Call it The Great Train Robbery: Last year, MTA workers collected more in overtime pay than the $82 million the authority expects to raise annually from its latest round of fare, ticket and toll hikes.
New figures from the Empire Center show overtime at the MTA spiked more than $100 million in 2018, to $1.3 billion. The Long Island Rail Road proved the biggest gravy train, ladling out $224 million in OT, up nearly $50 million from the prior year’s $175 million.
Of the 100 highest-paid MTA employees, 58, including the top four, were at the LIRR.
With $344,000 in overtime pay, LIRR chief measurement operator Thomas Caputo took home a whopping $461,000. And since he’s now retired, that will vastly pad his pension — as will his slightly less-astounding OT totals, such as nearly 200 grand in 2017.
In excuse, MTA flack Maxwell Young pointed to the agency’s big load of major upgrades and claimed it’s cheaper to pay an existing worker OT than hire another person. Sorry: With Caputo on the clock an average of 15 hours seven days a week, that just does not compute. Heck, with Caputo about to retire, it’d make far more sense to hire junior operators to share the load as they got up to speed.

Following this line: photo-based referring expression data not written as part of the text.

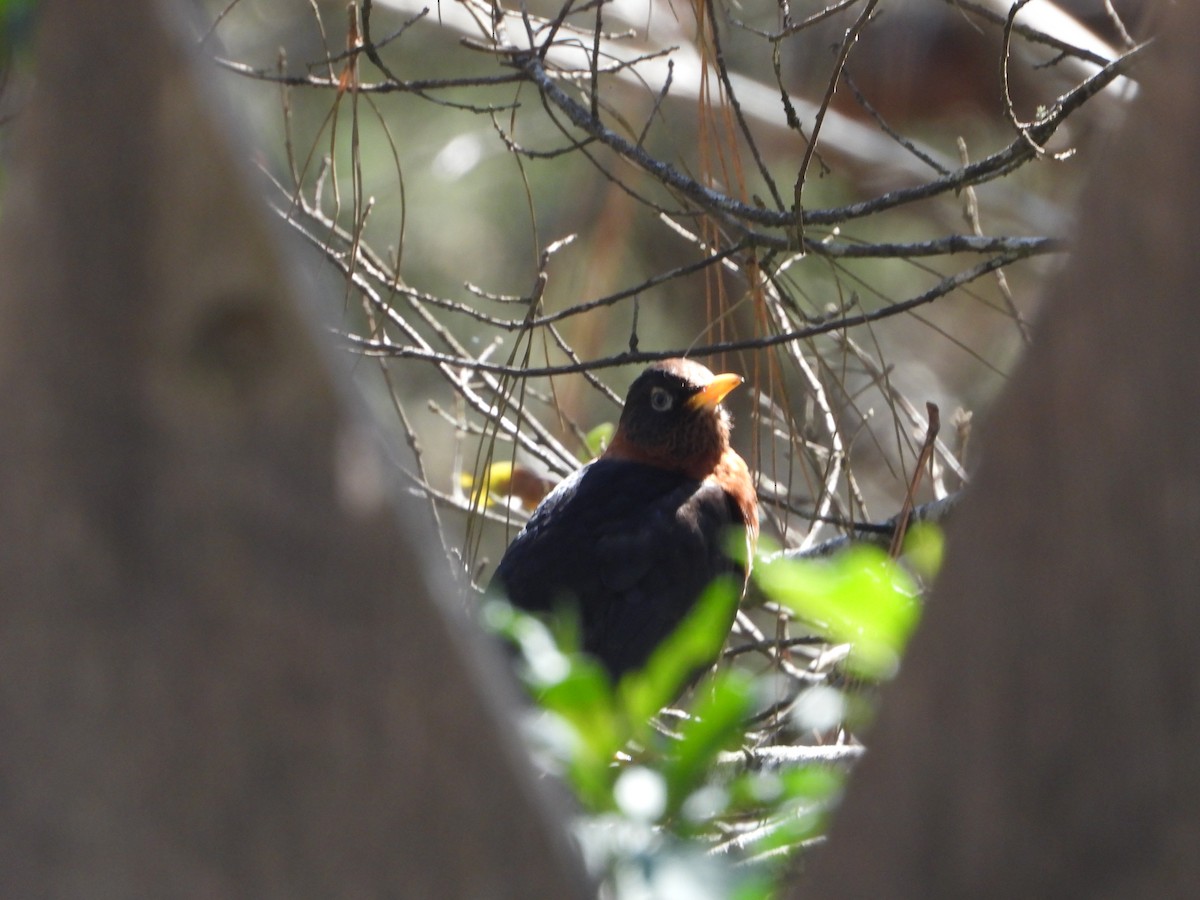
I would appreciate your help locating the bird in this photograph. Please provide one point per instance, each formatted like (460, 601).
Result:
(629, 541)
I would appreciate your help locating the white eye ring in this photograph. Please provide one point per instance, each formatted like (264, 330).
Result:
(661, 400)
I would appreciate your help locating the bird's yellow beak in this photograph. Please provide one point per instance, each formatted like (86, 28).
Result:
(714, 391)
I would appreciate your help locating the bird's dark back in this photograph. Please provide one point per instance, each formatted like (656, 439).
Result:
(628, 546)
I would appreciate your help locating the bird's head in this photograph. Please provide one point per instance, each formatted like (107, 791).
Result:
(673, 418)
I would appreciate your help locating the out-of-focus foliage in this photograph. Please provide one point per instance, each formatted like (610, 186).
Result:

The MTA’s overtime costs have been spiraling upward since 2014. The subway crisis provides some excuse for the steep rise at NYC Transit, but overall this looks like a massive management fail — or, perhaps, a signal from the agency’s political overseers to let labor have its way.
Gov. Andrew Cuomo has complained that a “transportation-industrial complex” leaves the MTA spending far more than it should, and too trapped in outdated thinking. There’s some truth there — but the power (and culture) of the agency’s unions also is crippling.
Any plan to fix the MTA that doesn’t include labor reform is, at best, only delaying the agency’s next crisis.